Sunday, September 9, 2012

Judging team success: shots inside the box

We've touched on 'predictive' stats for individual players in the past on a number of occasions, noting in particular that shots on target and 'key passes' are generally the best indicators of future success. We are often guilty of using past results to predict the future rather than the process which got us there. I won't pretend to have much experience by way of classic statistical training but the typical example here would be to compare this logic with predicting that the roulette wheel is 'due' to fall on red simply because the last 10 turns have been black (I understand this kind of analysis can make many football fans uncomfortable as their beloved stars are complex athletes not machines but we can often make broad generalisations which are still instructive).

We generally focus on individuals in the fantasy world as knowing that, say, Arsenal are a good team isn't too helpful if we can't pinpoint individual players to target. However, early in the season it can be useful to look at team stats if they help open our eyes to new teams who might be better than expected and thus whose players we should be keeping an eye on.
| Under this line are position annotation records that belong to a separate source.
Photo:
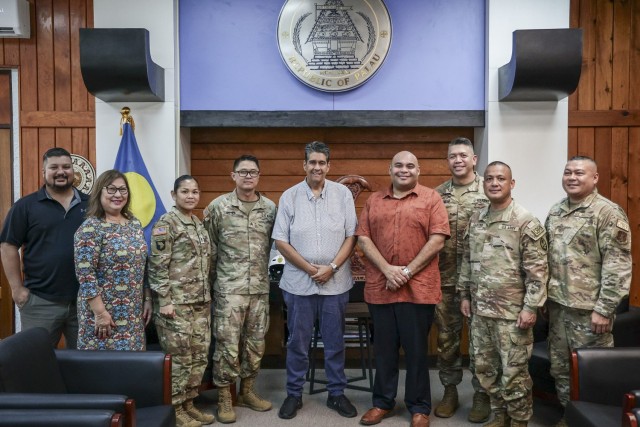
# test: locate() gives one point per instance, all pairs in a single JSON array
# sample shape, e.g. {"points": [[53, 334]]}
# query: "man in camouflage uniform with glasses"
{"points": [[589, 268], [239, 225]]}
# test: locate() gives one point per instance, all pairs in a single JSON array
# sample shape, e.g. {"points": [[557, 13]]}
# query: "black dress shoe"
{"points": [[341, 405], [289, 408]]}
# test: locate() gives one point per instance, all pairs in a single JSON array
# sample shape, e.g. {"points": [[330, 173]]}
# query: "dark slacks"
{"points": [[302, 312], [403, 325]]}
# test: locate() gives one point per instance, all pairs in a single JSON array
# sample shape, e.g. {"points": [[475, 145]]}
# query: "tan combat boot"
{"points": [[500, 420], [449, 403], [196, 414], [183, 419], [249, 398], [226, 414], [481, 409]]}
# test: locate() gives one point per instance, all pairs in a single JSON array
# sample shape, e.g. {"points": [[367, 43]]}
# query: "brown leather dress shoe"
{"points": [[420, 420], [374, 416]]}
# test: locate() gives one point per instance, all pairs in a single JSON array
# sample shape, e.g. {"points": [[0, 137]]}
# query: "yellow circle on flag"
{"points": [[143, 201]]}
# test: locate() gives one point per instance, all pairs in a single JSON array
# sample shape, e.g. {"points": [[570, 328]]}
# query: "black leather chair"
{"points": [[630, 418], [35, 376], [626, 333], [59, 418], [600, 381]]}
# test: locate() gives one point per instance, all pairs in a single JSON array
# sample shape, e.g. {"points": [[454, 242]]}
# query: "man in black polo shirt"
{"points": [[43, 224]]}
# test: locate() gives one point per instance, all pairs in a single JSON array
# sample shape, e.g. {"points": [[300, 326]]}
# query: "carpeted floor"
{"points": [[315, 413]]}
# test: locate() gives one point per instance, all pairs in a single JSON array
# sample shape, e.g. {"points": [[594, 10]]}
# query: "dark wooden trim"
{"points": [[609, 118], [289, 119], [58, 119]]}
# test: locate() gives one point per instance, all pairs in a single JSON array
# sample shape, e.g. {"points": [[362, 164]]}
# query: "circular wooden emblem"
{"points": [[334, 45], [84, 175]]}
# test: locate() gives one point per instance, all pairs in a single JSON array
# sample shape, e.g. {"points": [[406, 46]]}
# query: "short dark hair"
{"points": [[181, 179], [95, 208], [247, 158], [462, 141], [585, 158], [55, 152], [316, 147], [498, 163]]}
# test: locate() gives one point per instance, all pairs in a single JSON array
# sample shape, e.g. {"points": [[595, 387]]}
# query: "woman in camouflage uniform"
{"points": [[178, 274]]}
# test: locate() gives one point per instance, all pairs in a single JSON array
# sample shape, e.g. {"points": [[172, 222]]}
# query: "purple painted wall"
{"points": [[229, 59]]}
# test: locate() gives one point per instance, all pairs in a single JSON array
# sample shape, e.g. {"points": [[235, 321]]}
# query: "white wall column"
{"points": [[157, 123], [531, 137]]}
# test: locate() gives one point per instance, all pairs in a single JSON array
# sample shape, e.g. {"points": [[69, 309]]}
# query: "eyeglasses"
{"points": [[111, 189], [251, 174]]}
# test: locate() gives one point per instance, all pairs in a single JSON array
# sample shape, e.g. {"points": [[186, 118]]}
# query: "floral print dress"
{"points": [[110, 262]]}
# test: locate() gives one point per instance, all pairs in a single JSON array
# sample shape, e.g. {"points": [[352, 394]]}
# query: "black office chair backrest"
{"points": [[28, 364]]}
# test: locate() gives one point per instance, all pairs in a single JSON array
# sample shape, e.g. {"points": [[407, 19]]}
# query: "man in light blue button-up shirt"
{"points": [[314, 231]]}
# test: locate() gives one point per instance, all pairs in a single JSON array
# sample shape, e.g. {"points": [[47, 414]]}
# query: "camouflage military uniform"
{"points": [[241, 241], [504, 271], [178, 275], [589, 270], [448, 318]]}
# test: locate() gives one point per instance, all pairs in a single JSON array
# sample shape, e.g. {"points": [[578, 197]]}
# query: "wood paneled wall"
{"points": [[604, 113], [55, 108], [6, 195], [360, 151]]}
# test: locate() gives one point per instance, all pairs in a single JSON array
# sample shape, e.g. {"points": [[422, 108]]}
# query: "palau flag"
{"points": [[145, 203]]}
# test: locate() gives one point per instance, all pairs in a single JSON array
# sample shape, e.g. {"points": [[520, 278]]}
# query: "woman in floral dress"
{"points": [[110, 257]]}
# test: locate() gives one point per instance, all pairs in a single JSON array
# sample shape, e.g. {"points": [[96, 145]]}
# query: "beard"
{"points": [[52, 185]]}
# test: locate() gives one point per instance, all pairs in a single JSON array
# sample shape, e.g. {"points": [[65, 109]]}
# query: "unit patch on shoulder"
{"points": [[159, 231], [544, 245], [622, 225], [537, 231]]}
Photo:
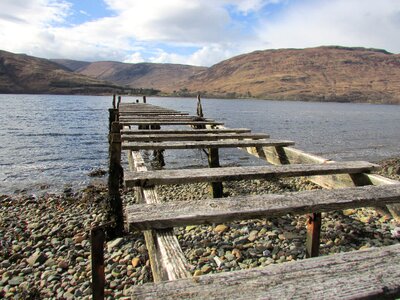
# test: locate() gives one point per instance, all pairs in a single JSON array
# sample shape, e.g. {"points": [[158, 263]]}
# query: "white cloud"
{"points": [[367, 23], [153, 30]]}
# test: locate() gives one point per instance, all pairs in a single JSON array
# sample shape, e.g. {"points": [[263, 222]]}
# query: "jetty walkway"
{"points": [[365, 274]]}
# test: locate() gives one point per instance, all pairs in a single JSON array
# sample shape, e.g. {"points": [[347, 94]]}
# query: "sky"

Before digging into the specific teams, let's take a look at some of the best predictive stats for teams from last season:

Shots in general are a good indicator of goals (around 80% correlation) but as one would expect shots from inside the box are even better (85%). Again, I'm not a statistician so the more learned among the readership might cringe at my remedial knowledge on the subject but I believe an r-squared value of 0.72 suggests that the best fit line is somewhat reliable and we only have a couple of teams who fall significantly outside the standard expected range (the two Manchester teams are fairly self explanatory - they have a group of the best players in the league and thus create the best chances and have the best players to convert them. Liverpool being such a disappointing outlier is less clear and is a question for another time). Without wishing to oversimplify things, a team racking up serious shot totals inside the box would be due a bit of attention, so let's take a peek at this year's data (even if it is a worryingly small sample size):

Everton leading the league is somewhat of a surprise but with players like Jelavic, Pienaar and Fellaini very much in the fantasy concious there isn't a great deal to learn here. Instead I want to quickly draw our attention to Wigan, who I have previously dismissed as not offering a great deal of fantasy intrigue. I revised that hasty position last week with the inclusion of Maloney on my personal shortlist but I think this Wigan side still needs a touch more attention.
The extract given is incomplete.